NYT Crossword Answers: Nobel Peace Prize Winner From Ghana

FRIDAY PUZZLE — Welcome to Friday, everyone. We made it, and we’ve got a themeless gem of a puzzle to start off the weekend. Today’s puzzle is a collaboration between the constructors Christina Iverson (new assistant editor of the Los Angeles Times Crossword) and Caitlin Reid (mainstay on The New Yorker’s all-star crossword-constructor roster).

I’ve always felt that crossword puzzles should have tag lines to help distinguish their brand and capture what makes a New York Times puzzle different from a Los Angeles Times or a New Yorker puzzle. I’ve tried running a few potential New York Times Crossword tag lines by the editors around here, with very little success. Some of my favorites were “All the clues that’s fit to print” — that was a hard no (“It’s ungrammatical”) — and “It’ll help you Across when you’re feeling Down” (also, weirdly, not immediately adopted ).

Because it’s Friday, and because I think everyone could use a fun distraction from *gesticulates wildly* all thisI humbly request that you propose your own potential tag lines in the comments.

Speaking of fun distractions, let’s get into today’s fabulous puzzle by taking a peek at some of the tougher clues.

1 A. Right out of the gate, we hit the clue “It’s kneaded to make naan and roti,” which I adore. We often see ATTA clued as “lead-in to boy or girl” (as in, ATTAboy!), and it drives me nuts because there is already a perfectly cromulent meaning of ATTA: the flour used to bake naan and roti bread.

18A. The “Enterprise that’s folding” is ORIGAMI, because you fold paper to create ORIGAMI.

25A. A meter reader checked my gas use the other day, but a “Meter reader?” is a POET, who might recite poetry (meter) at a reading or a poetry slam.

37A. I’ve never had courtside seats at a basketball game, but from what I can see on TV they’re just normal chairs. Here, however, we are talking about “Courtside seats?” with a question mark — the pun is on “courtside,” which, rather than referring to a basketball court, refers to a king’s or queen’s court. Therefore, the courtside seats in question are THRONES.

56A, “’Heated’ events” are MEETS because competitors at track or swim meets compete in individual heats.

57A. “Tagline?” is an excellent clue for DO NOT IRON. I’m not sure this tag line would work for the New York Times Crossword, but it would certainly prevent me from ruining a silk shirt with a hot iron if it were printed prominently on the tag. I mean, it would probably help, assuming I read the tag first.
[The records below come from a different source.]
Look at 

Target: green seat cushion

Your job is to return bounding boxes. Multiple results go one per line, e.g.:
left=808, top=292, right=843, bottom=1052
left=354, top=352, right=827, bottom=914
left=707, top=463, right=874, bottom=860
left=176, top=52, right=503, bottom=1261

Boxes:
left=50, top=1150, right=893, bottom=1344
8D. I had no idea that FALLS were a “Classic destination for honeymooners.” Are we talking, like, Niagara FALLS? Some other FALLS? Just waterFALLS in general? I did a quick internet search about it, and apparently it’s a thing!

19D. I like the clue “You might draw things with this” for MAGNET because it works on two levels. The correct, wordplay level is that a MAGNET might draw something in using its magnetism, but the sillier level is that an Etch A Sketch is really just a magnet and a bunch of iron filings that you use to draw.
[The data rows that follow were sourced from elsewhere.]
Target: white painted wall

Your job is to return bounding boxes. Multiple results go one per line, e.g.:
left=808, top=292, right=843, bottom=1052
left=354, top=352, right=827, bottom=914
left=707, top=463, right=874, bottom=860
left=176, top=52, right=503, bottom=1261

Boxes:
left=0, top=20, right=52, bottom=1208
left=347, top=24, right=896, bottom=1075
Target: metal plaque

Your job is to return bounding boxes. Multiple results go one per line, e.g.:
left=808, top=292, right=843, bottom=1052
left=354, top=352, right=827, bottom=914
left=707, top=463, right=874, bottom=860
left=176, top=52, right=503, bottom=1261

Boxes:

40D. Today I learned that what we in the US refer to as a sedan is called a SALOON in Britain. (The clue here is in the analogy format “Sedan : US :: ___ : UK”) Do Britons get confused when they visit Old West tourist attractions where they’re expected to drink in a SALOON?

42D. The clue “Religious exodus” refers to the HEGIRA, which was Muhammad’s departure from Mecca in the seventh century.

52D. “Large sums of money, informally” are GEES, short for “grands,” or thousands of dollars. As in, “He paid 40 GEES for his new SALOON.”

Thanks to Ms. Iverson and Ms. Reid for this fun Friday diversion. Let’s hear from them about their collaboration.

Christina Iverson: I’m thrilled to be sharing a byline with one of the best in the business! Caitlin and I connected three years ago when I reached out because we were both stay-at-home-mom constructors at the time. (I’ve since started working as Patti Varol’s assistant editor for the Los Angeles Times Crossword.) We bounced ideas around relating to nursery rhymes but never ended up making a themed puzzle. About a year and a half later, we reconnected and made this themeless one, with I’M A LITTLE TEAPOT as a seed. As the grid evolved, only the TEAPOT remained, but I think the puzzle is better for it.

I learned so much from Caitlin about themeless construction. Her puzzles are always so sparkly and clean, which is what I always strive for in any puzzle. She really pushed me with this one, to keep reworking it until we were 100 percent satisfied with every section.

Caitlin Reid: As Christina mentioned, we’ve been looking to collaborate on a puzzle together for a while now. I’m excited that the time has finally come!

Christina is a pleasure to work with and diligently aims for clean, fun fill. It’s no wonder that the Los Angeles Times wanted her for an assistant editor! A lot of my favorite fill and clues we submitted were hers, like 57-Across and several other cute ones that sadly ended up on the cutting room floor. I also loved the editing team’s clue for 18-Across. Hope you enjoy the puzzle!